Podczas jubileuszu 20-lecia Towarzystwa Przyjaciół Bystrej dyskutowano między innymi nad powrotem do statusu uzdrowiska. Pomysł popierają mieszkańcy, rada sołecka oraz władze gminy. Ponieważ prace nad powrotem do uzdrowiska dopiero się rozpoczęły, więc nikt w Bystrej nie potrafi dokładnie powiedzieć jakie warunki trzeba spełnić.
Na pewno musimy dokończyć kanalizowanie miejscowości oraz raz na zawsze załatwić problem śmieci. Ekologia jest podstawą. Dzięki specjalistycznym badaniom dowiedzieliśmy się o istnieniu wód termalnych. Są jednak bardzo głęboko, może nawet kilometr pod ziemią, dlatego ich wykorzystanie byłoby bardzo kosztowne — przyznał sołtys.
Jadwiga Kolarczyk, prezes Towarzystwa Przyjaciół Bystrej przyznała, że według dokumentów, przed laty Bystra była uzdrowiskiem.Pułkownik dr Marian Szarewski prowadził trzy wille, które były nazywane „Uzdrowiskiem Szarewskiego”. Było to w latach 30. poprzedniego stulecia.
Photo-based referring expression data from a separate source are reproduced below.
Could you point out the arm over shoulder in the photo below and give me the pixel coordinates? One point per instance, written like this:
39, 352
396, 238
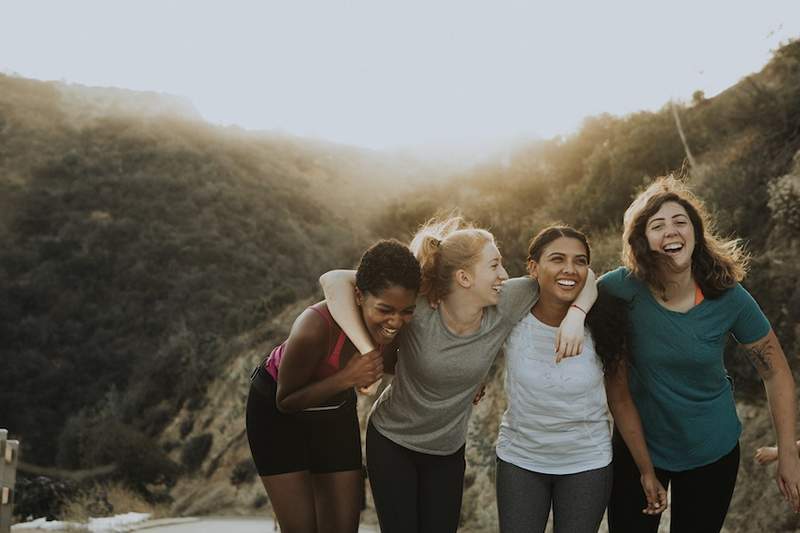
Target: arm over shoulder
517, 297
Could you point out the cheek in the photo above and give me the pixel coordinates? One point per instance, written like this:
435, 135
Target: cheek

Na spotkaniu jubileuszowym rzeczywiście pojawił się pomysł powrotu do uzdrowiska, ale na tym koniec. Nie wiem czy to będzie takie proste — przyznała Kolarczyk.
Gmina zrobiła już kilka lat temu pierwszy krok w stronę uzdrowiska. W 1990 roku Wilkowice zapisały się do Izby Uzdrowisk Polskich. Na tym się jednak skończyło.